Our endorsement flows from the influence of Scripture as well as our living faith tradition. From Scripture we call to mind Luke’s parable of the “Good Samaritan.” The Samaritan finds a man “half dead,” is “moved with compassion,” and “treats him with mercy” by caring for him. The parable reminds us that the measure of a culture is the manner in which it provides for its weakest and most vulnerable. Likewise, the living faith tradition of the Catholic Church has long inspired us to support the principle that all people should have access to health care. At this time we are particularly concerned about those among the working poor who are unable to afford health insurance. As no likely alternative is evident we therefore endorse the expansion of Medicaid. But as noted above, the expansion of Medicaid also raises serious concerns:
- We are deeply troubled that the Medicaid program in Kansas covers contraception, sterilization, drugs that may induce abortion, and even, in rare cases, a small number of abortion procedures. It is simply unacceptable that the federal government insists on linking access to health care with taxpayer financing of these morally objectionable products and procedures. At a time when the federal government is coercing people to violate their consciences and religious teachings in order to participate in religious or charitable endeavors, it is difficult to embrace it further as a partner in providing health care.

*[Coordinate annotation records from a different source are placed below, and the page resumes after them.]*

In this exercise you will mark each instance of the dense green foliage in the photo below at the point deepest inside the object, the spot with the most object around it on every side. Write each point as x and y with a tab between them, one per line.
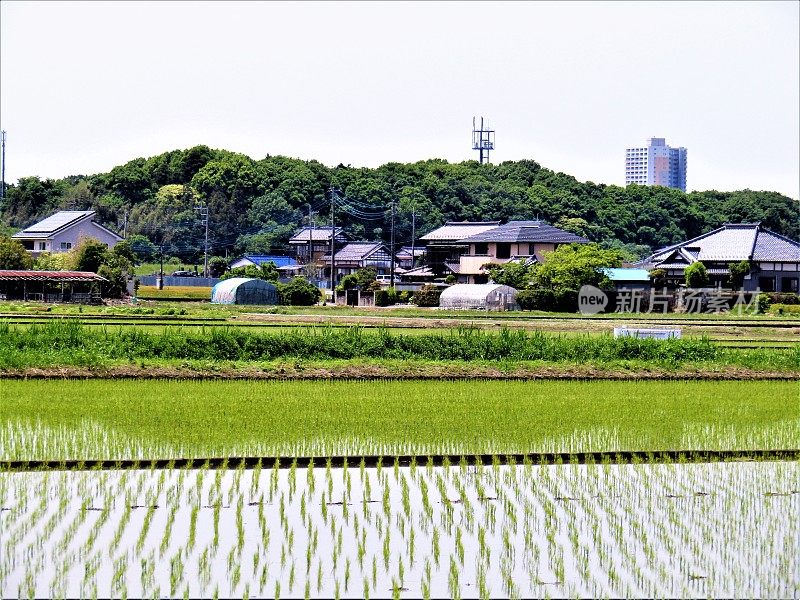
255	205
738	272
696	275
83	343
13	255
266	271
565	269
298	292
267	418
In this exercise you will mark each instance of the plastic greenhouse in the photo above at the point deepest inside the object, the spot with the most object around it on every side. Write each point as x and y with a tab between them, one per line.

- While the federal government has promised to pay 90% of the expansion costs, it is unlikely that the federal government will continue for very long to fund those individuals covered by the expansion at that much higher rate than it funds Medicaid for current recipients (approx. 56%). Kansas legislators need to make this commitment with their eyes wide open about what may be required financially of the State in the future.
- Medicaid is a program in need of reform, fiscal and otherwise. Maintaining a separate and inferior system of health insurance for the poor is far from ideal. Instead, it would be better if low-income Americans were supported in joining the health insurance networks in which the rest of society participates.
In summary, we have grave concerns about these and other aspects of Medicaid expansion and we acknowledge that people of good will can and do disagree about the issue of Medicaid expansion. Nevertheless, we do not believe that a nation that has been blessed with such abundance should leave so many of its poor without health insurance. With this in mind it is our hope that our Legislature will expand Medicaid to cover the needy in the short term, and that in the longer term, Congress will substantially reform the ACA and Medicaid in order to make them financially and morally responsible.